In general, bare except statements are not a good practice. Why do you need the try...except... blocks here?
@reynoldsnlp it depends on your need; you can remove it if not needed.
15

You indeed can add an explicit wait for the presence of an element like

from selenium import webdriver
from selenium.webdriver.common.by import By
from selenium.webdriver.support.ui import WebDriverWait # available since 2.4.0
from selenium.webdriver.support import expected_conditions as EC # available since 2.26.0

ff = webdriver.Firefox()
ff.get("http://somedomain/url_that_delays_loading")
ff.find_element_by_xpath("//div[@class='searchbox']/input").send_keys("obama")

try:
    element = WebDriverWait(ff, 10).until(EC.presence_of_element_located((By.ID, "keywordSuggestion")))
finally:
    ff.find_element_by_xpath("//div[@class='searchbox']/input").send_keys(Keys.RETURN)
    ff.quit()

See: http://docs.seleniumhq.org/docs/04_webdriver_advanced.jsp#explicit-and-implicit-waits

Comments

0

You can use selenium-wire instead which is a wrapper of selenium.

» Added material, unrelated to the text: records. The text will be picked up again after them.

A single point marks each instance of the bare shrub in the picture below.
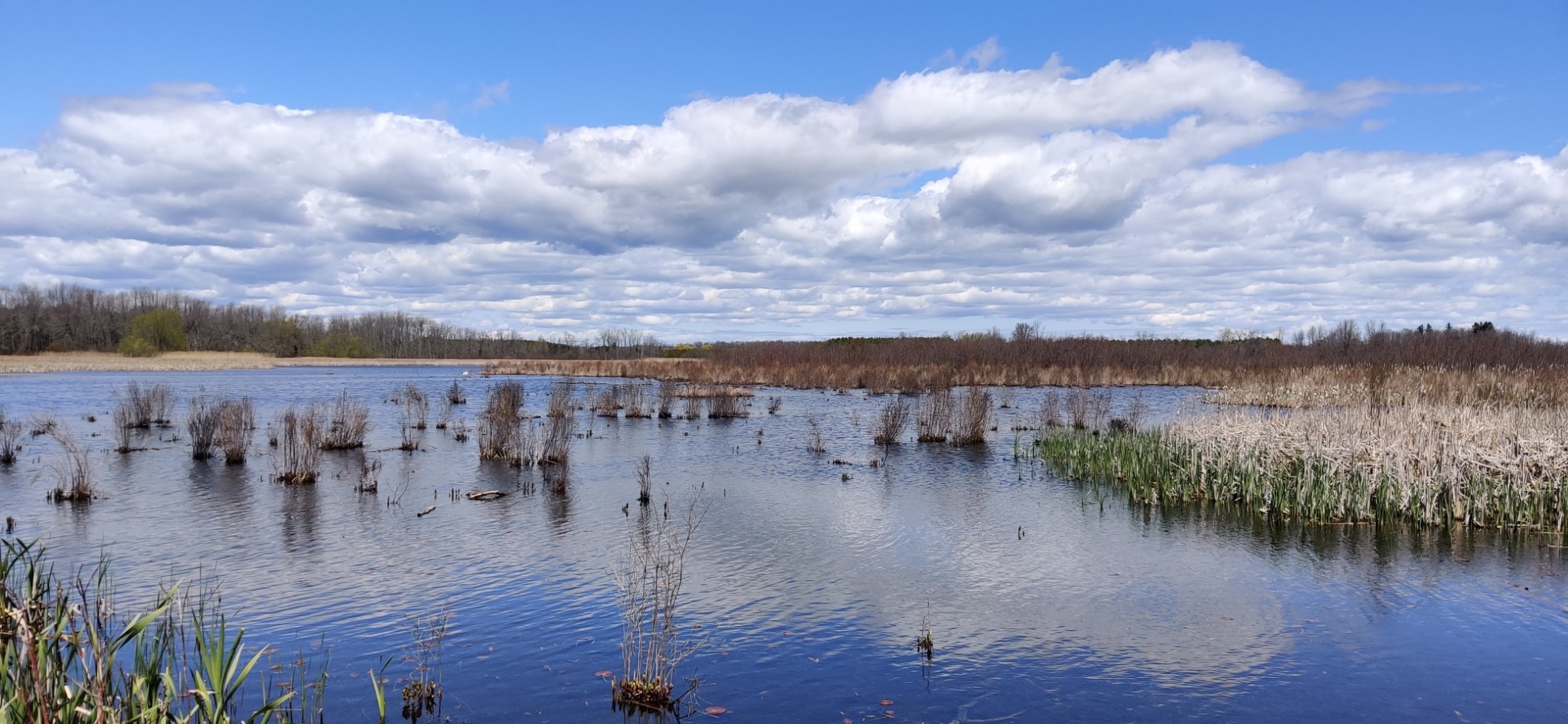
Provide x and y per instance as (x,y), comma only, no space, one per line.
(236,423)
(667,398)
(933,417)
(146,407)
(814,440)
(10,438)
(890,424)
(971,417)
(648,589)
(302,434)
(416,407)
(201,424)
(725,402)
(635,401)
(348,423)
(607,401)
(73,470)
(498,426)
(645,481)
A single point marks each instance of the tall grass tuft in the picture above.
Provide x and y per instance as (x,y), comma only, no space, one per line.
(891,421)
(146,407)
(1429,464)
(236,424)
(499,424)
(70,657)
(302,437)
(73,470)
(10,438)
(933,417)
(971,417)
(201,426)
(348,423)
(648,589)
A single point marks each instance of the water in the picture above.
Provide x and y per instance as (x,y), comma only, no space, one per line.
(806,589)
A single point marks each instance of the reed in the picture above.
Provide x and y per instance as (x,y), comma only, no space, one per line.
(236,426)
(971,418)
(933,417)
(70,655)
(10,438)
(637,401)
(302,434)
(645,480)
(648,591)
(498,426)
(667,398)
(201,426)
(414,407)
(1429,464)
(348,423)
(888,428)
(73,470)
(146,407)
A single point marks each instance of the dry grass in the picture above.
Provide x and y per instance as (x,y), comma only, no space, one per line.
(1390,387)
(1494,465)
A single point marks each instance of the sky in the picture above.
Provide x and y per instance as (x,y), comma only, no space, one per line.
(800,170)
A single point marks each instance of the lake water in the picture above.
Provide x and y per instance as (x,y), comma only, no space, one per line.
(1047,602)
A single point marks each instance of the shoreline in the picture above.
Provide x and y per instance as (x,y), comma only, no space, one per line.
(203,362)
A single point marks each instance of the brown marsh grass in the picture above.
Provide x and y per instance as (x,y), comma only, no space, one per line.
(1487,465)
(348,423)
(71,470)
(302,434)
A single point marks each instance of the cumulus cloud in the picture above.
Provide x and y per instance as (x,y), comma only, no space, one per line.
(939,200)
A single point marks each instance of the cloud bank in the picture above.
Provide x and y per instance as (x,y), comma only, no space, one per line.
(941,200)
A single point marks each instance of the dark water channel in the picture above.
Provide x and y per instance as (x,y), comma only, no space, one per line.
(808,589)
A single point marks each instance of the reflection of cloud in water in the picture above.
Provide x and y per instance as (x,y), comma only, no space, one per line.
(1084,588)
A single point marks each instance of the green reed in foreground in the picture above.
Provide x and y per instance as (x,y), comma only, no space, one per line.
(67,654)
(1494,467)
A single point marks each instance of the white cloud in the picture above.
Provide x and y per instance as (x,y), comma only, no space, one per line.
(1038,195)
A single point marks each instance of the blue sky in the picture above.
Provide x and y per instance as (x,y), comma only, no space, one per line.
(1457,80)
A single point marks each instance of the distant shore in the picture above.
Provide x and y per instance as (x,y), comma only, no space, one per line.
(198,362)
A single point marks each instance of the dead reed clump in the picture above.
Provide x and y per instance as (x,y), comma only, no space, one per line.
(10,438)
(645,481)
(499,424)
(648,591)
(560,426)
(891,421)
(725,402)
(607,401)
(416,407)
(933,417)
(236,421)
(348,423)
(73,470)
(302,434)
(146,407)
(667,398)
(635,401)
(201,424)
(814,440)
(971,417)
(1432,464)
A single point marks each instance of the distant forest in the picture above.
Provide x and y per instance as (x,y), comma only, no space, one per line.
(68,318)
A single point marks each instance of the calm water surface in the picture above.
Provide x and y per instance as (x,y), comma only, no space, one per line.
(1048,602)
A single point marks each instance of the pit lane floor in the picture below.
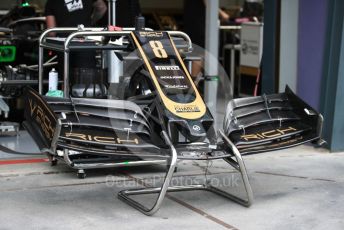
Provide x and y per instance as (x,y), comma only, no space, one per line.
(299,188)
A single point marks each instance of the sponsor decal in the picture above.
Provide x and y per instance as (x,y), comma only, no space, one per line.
(101,139)
(186,108)
(73,5)
(151,34)
(39,115)
(268,134)
(171,77)
(196,128)
(167,67)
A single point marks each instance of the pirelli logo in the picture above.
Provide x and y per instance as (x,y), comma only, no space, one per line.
(268,134)
(167,67)
(186,108)
(151,34)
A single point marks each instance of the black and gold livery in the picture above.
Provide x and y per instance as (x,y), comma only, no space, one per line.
(161,97)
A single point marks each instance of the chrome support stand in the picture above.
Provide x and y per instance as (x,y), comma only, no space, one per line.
(238,165)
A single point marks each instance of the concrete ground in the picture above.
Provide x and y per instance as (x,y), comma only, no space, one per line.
(299,188)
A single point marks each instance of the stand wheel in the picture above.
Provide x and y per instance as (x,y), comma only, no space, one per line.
(53,162)
(81,174)
(175,169)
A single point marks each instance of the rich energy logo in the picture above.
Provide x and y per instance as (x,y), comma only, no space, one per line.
(186,108)
(42,119)
(150,34)
(101,139)
(268,134)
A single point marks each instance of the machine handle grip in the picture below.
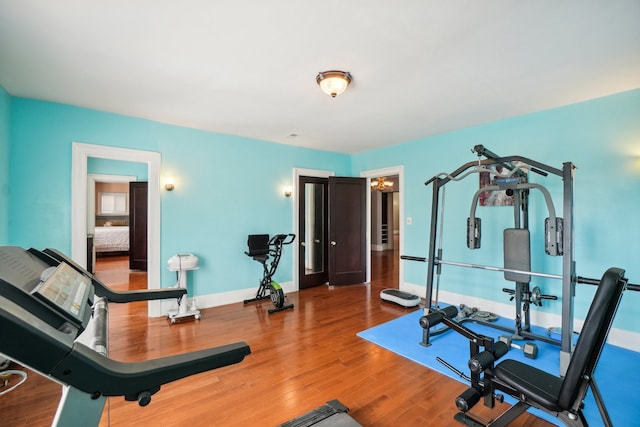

It will setup a proxy with port 8087 in client for webdriver and listen all the requests. The code is like

from seleniumwire import webdriver

chrome_options = webdriver.ChromeOptions()
chrome_options.add_argument('--proxy-server=127.0.0.1:8087')
driver = webdriver.Remote(
    command_executor="http://127.0.0.1:4444/wd/hub",
    options=chrome_options,
    seleniumwire_options={
        'auto_config': False,
        'port': 8087,
        'addr': '127.0.0.1',
    }
)

Comments

-4

And what about:

    driver.implicitly_wait(10)

for your example:

    wd.implicitly_wait(10)

In this case every time you are going to click or find element driver will try to do this action every 0.5 second during 10 seconds. In this case you don't need to add wait every time. Note: But it is only about element on screen. It will not wait until some JS actions ends.